You can relax. The recession is over. In fact, according to a report released last week (Sept. 21) by the National Bureau of Economic Research, the recession ended more than 15 months ago, in June 2009.
But if perception is indeed reality, the 10 percent of Americans who are waiting in the unemployment line might take issue with those findings, says Paul Spindt, professor and Keehn Berry Chair of Banking and Finance at the A. B. Freeman School of Business.
“It doesn't matter if there's an official end to the recession if it doesn't feel like it's over,” Spindt says. “If you look around the economy, it doesn't seem like we're in a growth mode. It doesn't feel like the crisis has worked its way all the way through.”
According to Spindt, the NBER rates the health of the economy based on the gross domestic product, the measure of a country's overall economic output. When the GDP contracts for two quarters or more, a recession is officially declared. The official end of that recession, however, doesn't necessarily mean a robust economy.
“I think we're going to be in a situation where the economy moves sideways a little bit for a while,” Spindt says. “I think it's a matter of slowly scratching back to financial health for a lot of the households.

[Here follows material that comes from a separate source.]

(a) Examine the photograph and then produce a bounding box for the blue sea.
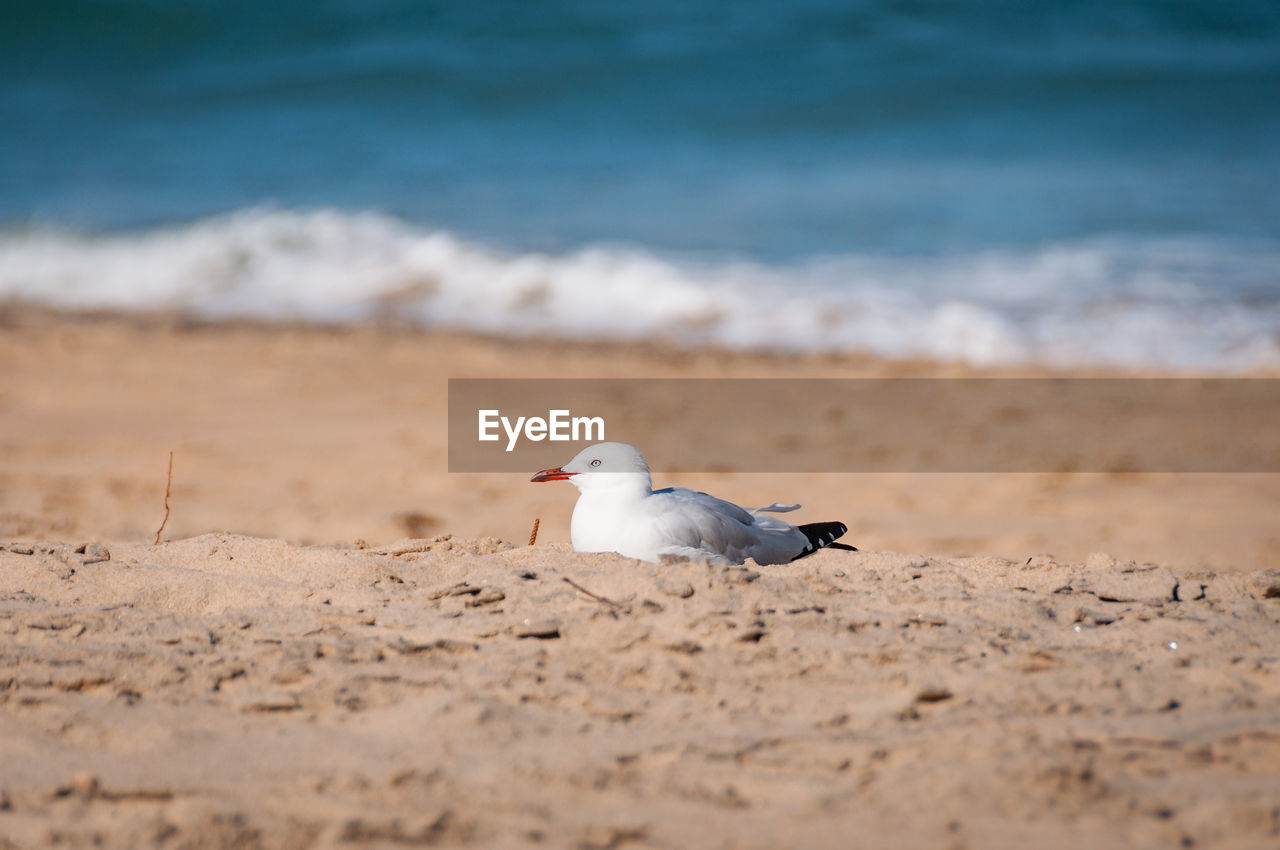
[2,1,1278,368]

It's still going to be a bumpy road, but the bumpy road is going to be more or less flat.”
Spindt says the economy will truly turn around when consumers are confident enough to go out and start spending money again, and that won't happen until more people are employed.
“The only way that perception is going to change is if people get jobs,” says Spindt. “If people don't have jobs, they have a pretty pessimistic outlook, and you're not going to see consumers going back out and spending, which is ultimately the way the U.S. economy works. If people don't spend, the economy doesn't grow.”